0

I am trying to select every query with SELECT in the start and LIMIT in the end, for example:

$SelQuery = "SELECT DISTICNT C.firstname,C.lastname,C.id as clientid,QC.category_name,QR.cid,QR.catid,QR.rhid
                    FROM cms_question_report QR, cms_clients C,cms_questioncategory QC ,cms_reporthistory RH
                    WHERE C.id=QR.cid
                    AND QR.rhid=RH.id
                    AND QR.catid='".$objArray['catid']."'
                    AND QR.catid=QC.id
                    AND C.id IN($SelClids)
                    LIMIT $page_no,$this->Limit";

And not select any other query that doesn't contain LIMIT. So the regex I thought would work was this:

SELECT .*\n* LIMIT

Where I'm basically stating that it has to start with "SELECT" then any other characters and ends with LIMIT, the only issue is I don't know how to handle the \n*, I have multiple unknown number of new lines and in each line there are unknown characters, so I'm assuming it should go like this \n*.\n.* and so on, but there definitely is a way where I can say select any character including a new line.

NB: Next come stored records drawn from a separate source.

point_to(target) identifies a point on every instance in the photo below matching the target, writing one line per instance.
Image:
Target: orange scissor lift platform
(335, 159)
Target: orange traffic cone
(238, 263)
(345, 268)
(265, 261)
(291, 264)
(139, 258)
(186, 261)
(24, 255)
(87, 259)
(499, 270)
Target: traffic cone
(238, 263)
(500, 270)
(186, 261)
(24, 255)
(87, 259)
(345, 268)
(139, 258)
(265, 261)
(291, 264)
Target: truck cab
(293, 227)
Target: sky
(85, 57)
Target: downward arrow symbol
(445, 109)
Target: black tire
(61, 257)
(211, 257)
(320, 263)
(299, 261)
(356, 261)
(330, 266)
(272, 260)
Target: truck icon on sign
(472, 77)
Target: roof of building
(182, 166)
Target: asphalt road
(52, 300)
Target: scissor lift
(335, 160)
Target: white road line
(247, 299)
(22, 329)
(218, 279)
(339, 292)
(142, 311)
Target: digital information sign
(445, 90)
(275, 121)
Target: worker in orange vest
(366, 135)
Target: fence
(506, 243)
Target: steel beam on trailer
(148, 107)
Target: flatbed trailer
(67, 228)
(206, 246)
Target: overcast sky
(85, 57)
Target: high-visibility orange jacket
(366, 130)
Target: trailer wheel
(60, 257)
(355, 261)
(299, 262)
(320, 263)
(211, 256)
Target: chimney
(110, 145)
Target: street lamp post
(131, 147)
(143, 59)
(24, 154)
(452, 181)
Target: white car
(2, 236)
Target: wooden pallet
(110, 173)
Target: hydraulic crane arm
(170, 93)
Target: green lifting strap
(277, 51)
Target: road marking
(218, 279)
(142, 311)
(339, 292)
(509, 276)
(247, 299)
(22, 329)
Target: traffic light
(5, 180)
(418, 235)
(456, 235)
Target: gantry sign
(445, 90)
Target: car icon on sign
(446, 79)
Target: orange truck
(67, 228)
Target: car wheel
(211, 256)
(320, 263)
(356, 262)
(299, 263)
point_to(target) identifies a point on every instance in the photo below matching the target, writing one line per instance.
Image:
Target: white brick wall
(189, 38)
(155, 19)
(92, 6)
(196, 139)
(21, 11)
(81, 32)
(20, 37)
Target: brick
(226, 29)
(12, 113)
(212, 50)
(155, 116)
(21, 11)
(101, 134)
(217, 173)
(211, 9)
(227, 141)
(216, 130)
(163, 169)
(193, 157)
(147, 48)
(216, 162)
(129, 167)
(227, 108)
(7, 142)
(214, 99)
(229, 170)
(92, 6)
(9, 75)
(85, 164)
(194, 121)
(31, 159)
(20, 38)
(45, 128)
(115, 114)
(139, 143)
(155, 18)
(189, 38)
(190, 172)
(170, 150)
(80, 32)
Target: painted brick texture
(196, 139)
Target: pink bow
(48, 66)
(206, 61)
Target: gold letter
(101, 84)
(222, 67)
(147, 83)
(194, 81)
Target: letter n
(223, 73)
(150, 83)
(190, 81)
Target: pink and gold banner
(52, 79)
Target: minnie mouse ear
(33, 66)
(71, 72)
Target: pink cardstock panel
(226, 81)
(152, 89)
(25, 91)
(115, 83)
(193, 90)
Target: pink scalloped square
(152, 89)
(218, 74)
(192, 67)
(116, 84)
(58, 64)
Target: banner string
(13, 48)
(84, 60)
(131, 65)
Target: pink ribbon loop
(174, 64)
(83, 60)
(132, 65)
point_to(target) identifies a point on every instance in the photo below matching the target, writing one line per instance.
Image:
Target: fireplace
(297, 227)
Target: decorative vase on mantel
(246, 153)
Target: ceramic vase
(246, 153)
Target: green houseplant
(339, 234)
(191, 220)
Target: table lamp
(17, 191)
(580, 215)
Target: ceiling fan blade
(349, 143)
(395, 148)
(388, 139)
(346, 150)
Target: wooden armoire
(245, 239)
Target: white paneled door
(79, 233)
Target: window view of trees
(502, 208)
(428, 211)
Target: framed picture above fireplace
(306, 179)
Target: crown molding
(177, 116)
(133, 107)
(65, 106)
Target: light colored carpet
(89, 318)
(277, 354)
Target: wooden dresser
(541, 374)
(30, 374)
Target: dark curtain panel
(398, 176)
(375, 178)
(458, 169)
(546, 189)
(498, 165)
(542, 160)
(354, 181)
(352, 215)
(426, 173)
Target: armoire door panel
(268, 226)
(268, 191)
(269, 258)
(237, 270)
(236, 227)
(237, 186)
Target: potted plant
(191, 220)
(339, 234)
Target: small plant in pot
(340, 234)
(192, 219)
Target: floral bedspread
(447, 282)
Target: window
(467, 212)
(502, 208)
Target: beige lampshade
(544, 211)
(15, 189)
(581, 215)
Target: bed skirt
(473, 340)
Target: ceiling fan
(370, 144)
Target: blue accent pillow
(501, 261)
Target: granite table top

I have tried using this solution: Regex to match any character including new lines and adjusted my regex to:

SELECT /s* LIMIT

but that didn't work as well.

Also tried:

SELECT (.|\n)* LIMIT

but it didn't work.

Community
  • 1
  • 1
Naguib Ihab
  • 4,259
  • 7
  • 44
  • 80
  • 2
    Don't parse *SQL* with *regexes*. SQL is a recursive language, and can only be parsed properly with a *context free grammar*... – Willem Van Onsem Apr 10 '15 at 01:18
  • I'm sorry I don't understand what you're referring to. What would SQL being a recursive language have anything to do with this? Regex would see this as plain text, running regex on any kind of text wouldn't make any difference. Correct? – Naguib Ihab Apr 10 '15 at 01:59
  • It seems you are processing source code to extract some queries. Are you using grep? – 1010 Apr 10 '15 at 03:09
  • @1010 I have no idea what you're talking about, but I i'm using this regex in sublime to find these queries and replace them afterwards. – Naguib Ihab Apr 10 '15 at 03:16
  • @NaguibIhab: lets answer that with an inception joke: "*Yo dawg! I heard you like sql queries, so we've put an sql query in an sql query so you can query while you query*"... – Willem Van Onsem Apr 10 '15 at 11:29
  • For what it's worth, your attempt (SELECT (.|\n)* LIMIT) works for me (in TextPad) if you just remove the space between the asterisk and LIMIT (otherwise the match stops at the first occurrence of LIMIT. – Mark Leiber Apr 10 '15 at 13:01

1 Answers1

2

As @CommuSoft commented SQL queries have a structure that cannot be correctly recognized using regular expressions.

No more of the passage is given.